Over six weeks passed between when New York backup tight end Hayden Smith first heard from Steinberg through Twitter and when he met the man himself in person. A converted professional rugby player, Smith said the 18-year-old’s support of players has allowed him to build connections on the sidelines. 

“I actually felt like I knew the guy quite well before I’d actually met him,” Smith said. “He’s very good with that online persona, he makes you very comfortable, who he is through [Twitter] before you meet him.” 

These stories show why he is the ideal representation of how the ladder of seniority has crumbled through the rapid expansion of new media outlets in the online age. 
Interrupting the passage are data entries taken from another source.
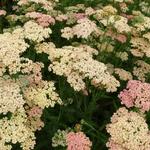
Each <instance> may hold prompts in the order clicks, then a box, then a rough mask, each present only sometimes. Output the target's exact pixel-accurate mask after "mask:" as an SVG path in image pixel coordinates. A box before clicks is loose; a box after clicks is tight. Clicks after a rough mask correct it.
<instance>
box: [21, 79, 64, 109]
mask: <svg viewBox="0 0 150 150" xmlns="http://www.w3.org/2000/svg"><path fill="white" fill-rule="evenodd" d="M23 92H24V97H25V98H26V99H27V103H28V104H29V105H31V106H32V105H37V106H39V107H40V108H42V109H44V108H45V107H49V106H51V107H54V106H55V104H56V103H59V104H62V101H61V99H60V97H59V95H58V94H57V93H56V92H55V86H54V82H52V81H41V82H40V83H39V84H38V85H35V86H30V87H28V88H26V89H25V90H24V91H23Z"/></svg>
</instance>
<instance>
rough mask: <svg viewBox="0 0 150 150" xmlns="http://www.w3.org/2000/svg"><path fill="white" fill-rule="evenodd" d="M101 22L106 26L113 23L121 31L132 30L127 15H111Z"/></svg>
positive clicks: (114, 26)
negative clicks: (107, 17) (124, 15)
mask: <svg viewBox="0 0 150 150" xmlns="http://www.w3.org/2000/svg"><path fill="white" fill-rule="evenodd" d="M101 23H103V24H104V25H105V26H108V25H113V27H114V28H115V29H116V30H117V32H119V33H124V32H125V33H128V32H131V27H130V26H129V25H128V20H127V18H125V17H122V16H117V15H111V16H109V18H108V19H107V18H106V19H103V20H101Z"/></svg>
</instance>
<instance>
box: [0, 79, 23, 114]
mask: <svg viewBox="0 0 150 150" xmlns="http://www.w3.org/2000/svg"><path fill="white" fill-rule="evenodd" d="M20 92H21V89H20V87H19V85H17V83H15V82H14V81H12V80H5V79H3V78H0V113H3V114H7V113H8V112H12V113H14V112H15V111H16V110H17V109H18V108H23V105H24V104H25V101H24V99H23V97H22V95H21V94H20Z"/></svg>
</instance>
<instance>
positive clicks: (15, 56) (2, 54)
mask: <svg viewBox="0 0 150 150" xmlns="http://www.w3.org/2000/svg"><path fill="white" fill-rule="evenodd" d="M28 47H29V45H28V44H27V43H25V41H24V39H23V38H20V36H18V35H17V34H15V33H12V34H11V33H8V32H6V33H4V34H0V51H1V53H0V62H1V64H2V65H5V66H9V65H11V64H13V63H19V62H20V54H21V53H23V52H24V51H25V50H26V49H27V48H28Z"/></svg>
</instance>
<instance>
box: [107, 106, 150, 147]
mask: <svg viewBox="0 0 150 150" xmlns="http://www.w3.org/2000/svg"><path fill="white" fill-rule="evenodd" d="M107 132H108V133H109V134H110V135H111V137H110V139H109V142H108V143H107V147H108V148H109V149H110V150H138V149H140V150H149V149H150V134H149V129H148V125H147V124H146V121H145V118H144V117H143V116H141V115H140V114H138V113H136V112H132V111H128V110H127V109H126V108H124V107H123V108H120V109H119V110H117V112H116V113H114V115H113V116H112V118H111V123H110V124H108V125H107ZM115 148H116V149H115Z"/></svg>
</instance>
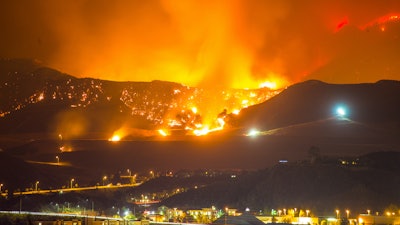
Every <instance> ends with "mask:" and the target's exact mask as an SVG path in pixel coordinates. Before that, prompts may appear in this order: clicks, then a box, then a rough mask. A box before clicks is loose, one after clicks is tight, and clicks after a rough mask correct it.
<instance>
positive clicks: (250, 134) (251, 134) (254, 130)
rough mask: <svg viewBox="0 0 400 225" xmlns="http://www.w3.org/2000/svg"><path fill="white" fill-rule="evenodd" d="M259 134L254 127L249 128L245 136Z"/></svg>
mask: <svg viewBox="0 0 400 225" xmlns="http://www.w3.org/2000/svg"><path fill="white" fill-rule="evenodd" d="M259 134H260V131H258V130H255V129H252V130H250V131H249V132H248V133H247V136H252V137H254V136H257V135H259Z"/></svg>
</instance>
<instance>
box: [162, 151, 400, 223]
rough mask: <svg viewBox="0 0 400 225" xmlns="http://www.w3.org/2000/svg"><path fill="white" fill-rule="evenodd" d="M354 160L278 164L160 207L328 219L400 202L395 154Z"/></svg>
mask: <svg viewBox="0 0 400 225" xmlns="http://www.w3.org/2000/svg"><path fill="white" fill-rule="evenodd" d="M353 160H356V162H357V164H356V165H348V166H347V165H343V164H341V161H340V158H337V159H336V161H335V160H333V161H331V162H329V163H328V162H327V161H325V162H323V161H320V162H317V163H313V164H310V163H309V162H303V163H300V164H299V163H297V164H279V165H276V166H274V167H271V168H268V169H265V170H260V171H258V172H255V173H251V174H248V175H245V176H240V177H238V178H234V179H231V180H230V181H228V182H219V183H215V184H214V185H210V186H208V187H205V188H202V189H199V190H191V191H188V192H186V193H184V194H181V195H177V196H174V197H171V198H169V199H167V200H165V201H164V202H163V203H162V204H165V205H166V206H168V207H188V208H190V207H209V206H210V205H215V206H217V207H220V208H223V207H230V208H238V209H241V210H243V209H245V208H246V207H249V208H250V209H252V210H253V211H256V212H258V211H259V210H266V211H267V212H270V211H271V209H282V208H295V207H297V208H298V209H310V210H311V211H312V212H314V213H316V214H319V215H330V214H333V212H334V210H335V209H337V208H340V209H343V208H351V209H352V210H353V211H352V213H357V212H359V213H361V212H364V211H365V209H366V208H369V209H372V210H382V209H384V208H385V207H387V206H389V205H390V204H396V203H398V202H399V201H400V196H399V194H398V193H397V190H398V189H399V188H400V176H399V171H400V170H399V167H398V165H399V162H400V161H399V160H400V153H399V152H376V153H372V154H367V155H363V156H360V157H359V158H356V157H355V158H353ZM378 165H379V166H378ZM384 165H385V166H384Z"/></svg>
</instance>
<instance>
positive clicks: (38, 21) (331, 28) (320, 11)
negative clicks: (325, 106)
mask: <svg viewBox="0 0 400 225" xmlns="http://www.w3.org/2000/svg"><path fill="white" fill-rule="evenodd" d="M399 12H400V4H399V2H398V1H397V0H382V1H367V2H364V1H363V2H360V1H318V0H307V1H305V2H304V1H291V0H282V1H270V0H265V1H259V0H254V1H245V0H234V1H231V0H221V1H217V2H215V1H194V0H185V1H179V0H178V1H175V0H149V1H145V2H142V1H122V0H116V1H112V2H109V1H91V0H80V1H68V0H59V1H52V0H42V1H39V2H38V1H26V2H25V1H23V2H21V1H2V2H1V3H0V25H1V27H2V35H1V36H0V49H2V51H1V53H0V57H5V58H17V57H19V58H21V57H22V58H34V59H38V60H40V61H43V62H44V63H46V64H48V65H49V66H50V67H53V68H56V69H58V70H60V71H63V72H66V73H69V74H72V75H74V76H80V77H93V78H100V79H106V80H117V81H152V80H166V81H174V82H178V83H182V84H184V85H188V86H197V87H229V88H258V87H259V85H260V84H261V83H265V82H269V83H268V84H272V83H275V84H274V85H273V86H271V85H269V86H268V87H270V88H272V87H273V88H283V87H285V86H287V85H288V84H291V83H294V82H298V81H302V80H304V79H308V78H310V76H311V75H312V74H313V73H314V72H316V71H318V70H319V69H320V68H322V67H324V66H325V65H327V64H329V63H330V62H331V60H333V59H335V58H340V57H341V54H344V53H343V51H344V50H345V49H347V48H348V47H349V46H352V45H354V44H357V43H358V41H357V40H354V38H353V37H354V34H352V33H349V34H343V35H344V37H340V38H339V39H344V40H348V42H346V44H343V43H336V41H337V39H338V38H336V36H338V35H340V34H341V33H345V32H344V30H346V29H352V28H358V29H360V30H361V31H362V30H363V29H365V28H366V27H370V26H371V25H372V24H384V23H386V22H387V21H393V20H397V19H398V16H399ZM21 15H23V16H21ZM381 29H382V30H386V27H382V28H381ZM364 50H365V51H366V49H364ZM371 51H376V50H373V49H371ZM348 63H349V64H350V65H351V63H352V62H348ZM314 76H317V78H320V79H322V80H323V81H327V82H334V83H341V82H348V79H350V78H351V79H350V82H352V83H354V82H375V81H376V80H379V79H382V77H381V76H382V75H381V74H378V73H377V74H376V75H374V76H372V75H368V76H364V77H362V76H361V78H360V76H358V77H356V76H353V77H350V78H348V77H349V75H348V74H341V73H338V74H336V76H335V77H333V78H331V79H330V80H327V79H328V78H326V77H324V76H323V74H321V73H318V74H316V75H314ZM314 76H312V77H311V78H314ZM390 78H392V79H393V78H395V77H394V75H391V74H389V75H385V77H384V79H390ZM275 80H279V82H276V81H275ZM82 98H86V97H85V96H82ZM40 99H41V97H40V96H38V99H37V100H40Z"/></svg>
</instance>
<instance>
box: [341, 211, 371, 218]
mask: <svg viewBox="0 0 400 225" xmlns="http://www.w3.org/2000/svg"><path fill="white" fill-rule="evenodd" d="M367 211H368V214H369V213H370V210H367ZM345 212H346V218H349V216H350V210H348V209H346V211H345ZM336 218H338V219H339V218H340V210H338V209H336Z"/></svg>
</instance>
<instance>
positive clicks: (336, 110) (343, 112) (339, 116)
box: [334, 105, 348, 119]
mask: <svg viewBox="0 0 400 225" xmlns="http://www.w3.org/2000/svg"><path fill="white" fill-rule="evenodd" d="M334 115H335V116H336V117H337V118H339V119H344V118H346V117H347V116H348V109H347V107H346V106H344V105H338V106H336V108H335V110H334Z"/></svg>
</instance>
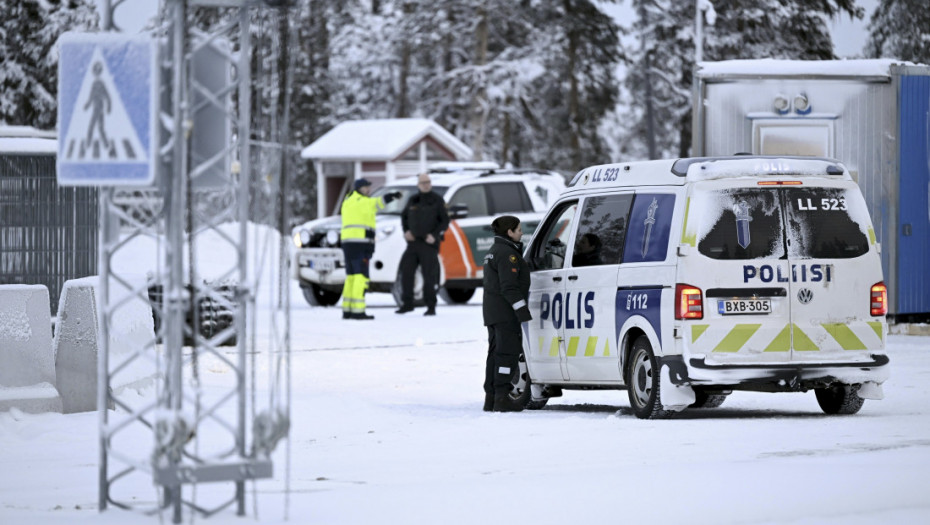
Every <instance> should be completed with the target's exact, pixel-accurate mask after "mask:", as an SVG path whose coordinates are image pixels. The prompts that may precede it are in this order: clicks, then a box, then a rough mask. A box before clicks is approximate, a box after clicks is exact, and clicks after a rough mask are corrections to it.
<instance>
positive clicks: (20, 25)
mask: <svg viewBox="0 0 930 525" xmlns="http://www.w3.org/2000/svg"><path fill="white" fill-rule="evenodd" d="M98 25H99V17H98V15H97V12H96V10H95V8H94V4H93V1H92V0H67V1H66V0H16V1H14V2H12V5H10V3H5V5H4V9H3V10H2V12H0V57H3V58H2V62H0V122H3V123H5V124H9V125H20V126H34V127H36V128H40V129H51V128H54V127H55V121H56V118H57V115H56V112H57V108H58V100H57V97H58V52H57V50H56V48H55V44H56V42H57V41H58V37H59V36H60V35H61V34H62V33H64V32H65V31H72V30H74V31H87V30H92V29H96V28H97V27H98Z"/></svg>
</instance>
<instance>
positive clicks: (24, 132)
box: [0, 126, 58, 155]
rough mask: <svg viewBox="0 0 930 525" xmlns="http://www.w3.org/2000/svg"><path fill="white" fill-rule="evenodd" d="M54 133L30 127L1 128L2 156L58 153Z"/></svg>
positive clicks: (50, 153) (49, 153) (1, 148)
mask: <svg viewBox="0 0 930 525" xmlns="http://www.w3.org/2000/svg"><path fill="white" fill-rule="evenodd" d="M55 137H56V135H55V132H54V131H42V130H38V129H36V128H32V127H29V126H0V154H2V153H6V154H24V153H47V154H52V155H54V154H55V153H56V152H57V151H58V142H57V140H56V139H55Z"/></svg>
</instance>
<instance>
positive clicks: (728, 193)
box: [676, 182, 791, 365]
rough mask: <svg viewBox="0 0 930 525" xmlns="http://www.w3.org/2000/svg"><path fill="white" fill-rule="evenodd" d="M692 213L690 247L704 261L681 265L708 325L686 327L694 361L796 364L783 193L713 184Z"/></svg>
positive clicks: (694, 258) (707, 183) (708, 361)
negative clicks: (783, 213)
mask: <svg viewBox="0 0 930 525" xmlns="http://www.w3.org/2000/svg"><path fill="white" fill-rule="evenodd" d="M687 208H688V211H687V218H686V223H685V226H684V233H683V242H684V243H685V244H691V245H692V246H694V247H696V248H697V250H696V252H697V253H693V251H694V250H692V252H689V254H688V255H686V256H685V257H683V258H682V259H681V261H680V263H679V265H680V270H679V275H678V283H679V284H681V285H690V286H691V287H694V288H698V289H700V290H701V292H702V294H703V319H694V320H687V319H685V321H684V322H683V325H684V329H685V333H684V338H685V348H687V349H688V352H689V353H690V356H691V357H698V358H699V357H701V356H703V357H704V359H705V361H706V362H707V363H708V364H711V365H725V364H782V363H786V362H788V361H789V360H790V349H791V327H790V305H789V303H788V300H787V296H788V294H789V293H790V290H789V286H790V283H789V280H790V267H789V262H788V260H787V255H786V246H785V237H784V220H783V217H782V209H781V204H780V199H779V196H778V192H777V191H776V190H773V189H769V188H765V187H760V186H757V185H755V184H754V185H753V186H749V187H732V182H709V183H706V184H704V185H702V186H701V188H700V189H696V190H695V191H693V192H692V195H691V198H690V199H689V201H688V204H687ZM677 300H678V299H677V298H676V301H677ZM676 308H678V305H677V304H676Z"/></svg>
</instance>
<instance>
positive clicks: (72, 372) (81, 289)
mask: <svg viewBox="0 0 930 525" xmlns="http://www.w3.org/2000/svg"><path fill="white" fill-rule="evenodd" d="M100 301H101V299H100V293H99V278H98V277H86V278H83V279H74V280H71V281H68V282H66V283H65V286H64V288H63V290H62V294H61V299H60V301H59V305H58V319H59V320H58V331H57V333H56V334H55V356H56V357H55V367H56V372H57V376H58V383H57V387H58V391H59V392H60V393H61V397H62V406H63V409H64V412H65V413H66V414H67V413H73V412H87V411H91V410H96V409H97V384H98V362H99V356H100V349H101V348H102V345H101V340H100V325H101V323H100V315H102V311H103V310H102V305H101V304H100ZM154 339H155V329H154V324H153V321H152V309H151V307H150V306H149V303H148V301H146V300H143V299H142V298H133V299H131V300H130V301H129V302H127V303H125V304H124V305H122V306H120V307H119V308H118V309H117V310H116V311H115V313H114V315H113V318H112V322H111V324H110V334H109V364H110V370H111V377H110V392H111V394H112V395H120V394H121V393H122V392H123V391H124V390H126V389H130V388H133V389H141V388H144V387H146V386H148V385H151V384H153V382H154V380H155V378H156V377H157V368H156V365H155V363H153V362H152V361H151V360H147V359H145V358H136V359H134V360H132V361H130V362H129V363H128V364H125V366H123V363H124V362H125V361H126V360H127V359H128V358H129V357H130V356H131V355H133V354H134V353H136V352H137V351H139V350H140V349H143V348H145V347H146V345H151V344H152V342H153V341H154ZM117 367H119V370H118V371H116V369H117ZM108 408H113V405H112V403H110V406H108Z"/></svg>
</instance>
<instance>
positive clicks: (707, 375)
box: [659, 354, 890, 392]
mask: <svg viewBox="0 0 930 525" xmlns="http://www.w3.org/2000/svg"><path fill="white" fill-rule="evenodd" d="M659 361H660V362H661V365H665V366H668V369H669V374H670V378H669V379H670V380H671V382H672V384H675V385H687V386H692V387H709V386H712V387H719V388H721V389H733V390H756V391H764V392H804V391H807V390H810V389H812V388H820V387H825V386H829V385H831V384H833V383H844V384H858V383H866V382H874V383H877V384H881V383H883V382H884V381H885V380H886V379H888V376H889V373H890V370H889V369H890V367H889V366H888V363H889V361H890V360H889V358H888V356H887V355H885V354H871V355H870V359H869V360H867V361H856V362H824V363H812V362H804V363H784V364H768V363H767V364H740V365H710V364H707V363H706V362H705V359H704V357H692V358H690V359H688V360H687V361H685V358H684V357H683V356H680V355H670V356H664V357H661V358H659Z"/></svg>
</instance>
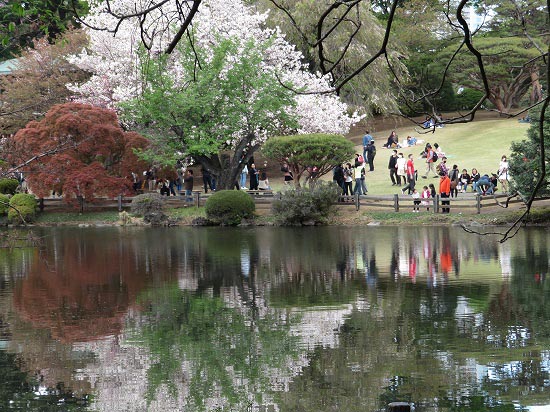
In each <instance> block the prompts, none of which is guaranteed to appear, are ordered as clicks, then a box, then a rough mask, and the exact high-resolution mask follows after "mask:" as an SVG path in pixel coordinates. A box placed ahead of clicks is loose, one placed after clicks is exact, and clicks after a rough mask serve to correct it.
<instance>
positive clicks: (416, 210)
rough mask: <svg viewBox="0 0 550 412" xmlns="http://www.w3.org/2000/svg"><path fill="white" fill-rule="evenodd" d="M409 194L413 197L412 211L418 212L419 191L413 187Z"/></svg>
mask: <svg viewBox="0 0 550 412" xmlns="http://www.w3.org/2000/svg"><path fill="white" fill-rule="evenodd" d="M411 196H412V198H413V213H419V212H420V193H418V190H416V189H413V192H412V195H411Z"/></svg>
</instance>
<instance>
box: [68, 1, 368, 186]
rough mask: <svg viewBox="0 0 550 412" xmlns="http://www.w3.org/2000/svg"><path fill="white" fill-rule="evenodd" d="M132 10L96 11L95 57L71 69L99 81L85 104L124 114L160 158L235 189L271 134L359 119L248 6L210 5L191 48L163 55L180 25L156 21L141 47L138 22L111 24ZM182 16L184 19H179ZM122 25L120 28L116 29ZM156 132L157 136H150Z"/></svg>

“I definitely think that through the use of mediums like Twitter, you can now build your brand for free,” said Howard Shatsky, an NFL agent of 25 years who represented three Jets players who took part in the Jets’ 2012 training camp. “And frankly, without Twitter, I don’t really think anybody would know who Jake was.”

His tweets combine opinion and news, a compelling mixture of roster changes and criticisms of Jets front office decisions. They gain the attention of more than just a handful of opinionated fans, people he embraces with an endless stream of responses.  

But Steinberg’s social media influence may be best quantified by the fact that someone created a parody Twitter account of him (@Steiny32). Most suspect a disgruntled Jets reporter runs it, a sign of the online influence he wields with fans.  

Though he began primarily as a blogger, this spring Steinberg says his reporting increasingly moved away from blog posts and into strings of informational tweets.  

“It’s absolute proof to the meritocracy of this new media landscape,” Bassett said. “He got it because he earned it, it happened because he was a grinder on it, because he was connecting with players.”

The future beckons 

Still mired in the typical concerns of a college freshman – pledging a fraternity, adjusting to life away from home – Steinberg has ample time to plan a future career. 

It nonetheless presents a fascinating question. At 18, he has the insider sources and connections to agents and other members of players’ inner circles reminiscent of a veteran NFL reporter. His role with the Jets is so multi-faceted – blogger, P.R. agent, personal assistant – there appears no single designated path for him. 

He plans to major in journalism at UW and says before spending this summer dedicating his time to the organization, he envisioned himself in a front office role, possibly as a general manager. But there’s a familiar caveat to that idea. 

“I feel like it would be so hard to cut these guys and shatter their dreams after getting to know them more,” he said. “I think it changes daily … maybe I see myself now more in a agent-type role, a personal manager type role, or something along those lines.”

With his player-friendly coverage and proven ability to quickly earn the respect of players, Shatsky says he is best suited for a sports p.r. job. Bassett is more than confident the skills that guided him thus far will be of use in whatever career path he chooses. 

For this wide-eyed freshman, there are still moments when it seems a touch surreal, when he considers how he ended up as the right-hand man for NFL players before even moving into a college dormitory.  

“I was with a bunch of other guys the other day watching the Jets game,” Steinberg said. “In the middle of the game, one of the player’s managers called me up just to gauge how my thoughts on his client played the game. They were just all sitting there, they were like, ‘What is going on?'”

Those words also serve as a fitting descriptor for Steinberg’s unlikely ride. After all, he is but one face in a crowd of 6,200.